5. Una volta fatta questa misura, e applicando una sorta di lente matematica (chiamata “la trasformata inversa di Fourier”), si ottiene la mappa di densità elettronica che ci dice come siano disposti gli atomi nel cristallo. La densità elettronica è visualizzabile al computer, e in essa si devono inserire le componenti della molecola biologica che stiamo studiando (amminoacidi per le proteine, ribosio e basi azotate per DNA e RNA…), in un processo ad incastro che a molti potrebbe ricordare qualche videogioco.
6. Completata l’interpretazione della densità elettronica, abbiamo finalmente la struttura tridimensionale!
Interpretazione della densità elettronica in cristallografia. La densità è rappresentata con una griglia, al cui interno si trovano gli atomi che compongono la proteina. Nel caso di una proteina, si osserva la forma della densità e la si confronta con la struttura dei venti amminoacidi che la costituiscono (alcuni dei quali sono rappresentati in figura). Inserendo gli amminoacidi nell’ordine corretto e seguendo l’andamento nelle tre dimensioni della densità elettronica si ricostruisce la struttura della proteina. Gentile concessione del Dott. Degano.
Utilizzi della cristallografia
La cristallografia è molto versatile ed è uno strumento potentissimo per lo sviluppo di composti guida con prospettive di divenire farmaci. Con varie metodologie è possibile ottenere la struttura delle proteine bersaglio legate a molecole con attività inibitoria: si può infatti “impregnare” i cristalli in una soluzione in cui è disciolta una sostanza che sappiamo può legarsi alla proteina bersaglio, oppure ottenere cristalli della proteina dopo averla legata al composto. Di questo abbiamo visto un esempio quando abbiamo parlato della proteasi principale Mpro di SARS-CoV-2. Una volta nota la struttura della proteina legata a un composto, possiamo visualizzare quali parti della proteina (che possiamo assimilare ad un guanto) non vengono correttamente riempiti dalla molecola (le dita di una mano). Con questa informazione possiamo modificare la molecola inibitore per far sì che complementi meglio possibile il nostro bersaglio, e ne blocchi la funzione!

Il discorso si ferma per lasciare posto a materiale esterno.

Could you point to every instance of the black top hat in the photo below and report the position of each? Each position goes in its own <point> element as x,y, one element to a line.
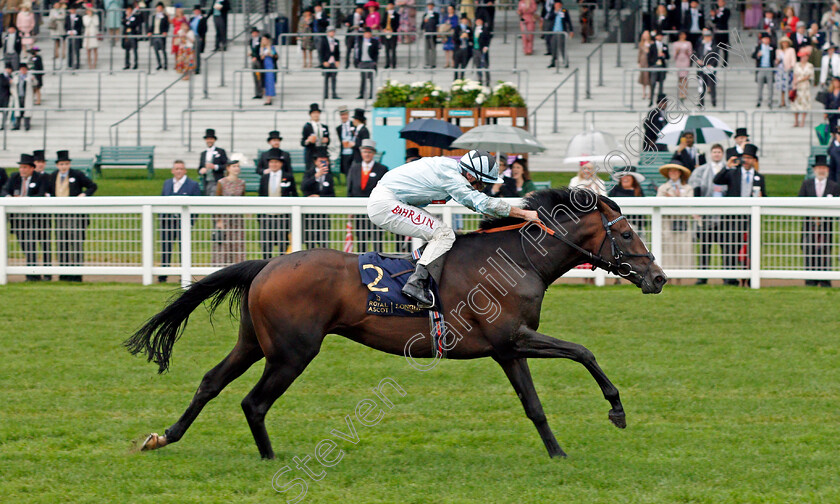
<point>820,160</point>
<point>273,154</point>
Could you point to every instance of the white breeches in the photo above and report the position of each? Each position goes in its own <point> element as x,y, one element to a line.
<point>391,214</point>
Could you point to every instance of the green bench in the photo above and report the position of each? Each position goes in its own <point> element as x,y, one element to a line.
<point>84,165</point>
<point>126,157</point>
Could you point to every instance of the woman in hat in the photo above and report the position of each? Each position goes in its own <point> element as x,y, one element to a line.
<point>803,73</point>
<point>676,234</point>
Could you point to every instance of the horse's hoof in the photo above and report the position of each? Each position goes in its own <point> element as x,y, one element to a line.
<point>618,419</point>
<point>153,442</point>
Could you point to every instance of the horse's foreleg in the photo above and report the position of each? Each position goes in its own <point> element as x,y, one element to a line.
<point>530,343</point>
<point>519,375</point>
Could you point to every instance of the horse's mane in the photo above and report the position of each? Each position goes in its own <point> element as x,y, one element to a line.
<point>547,199</point>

Esempio di inibitore di un enzima che è stato inserito nelle molecole di un cristallo. La densità elettronica in verde definisce chiaramente dove si posiziona la molecola nella struttura proteica, rappresentata con la superficie bianca. Si può notare come la molecola non occupi perfettamente la cavità disponibile, per cui si può ingegnerizzare un composto che complementi meglio la struttura proteica e ne blocchi efficientemente la funzione. La struttura utilizzata è accessibile con il codice 3MKN nel Protein Data Bank. Gentile concessione del Dott. Degano.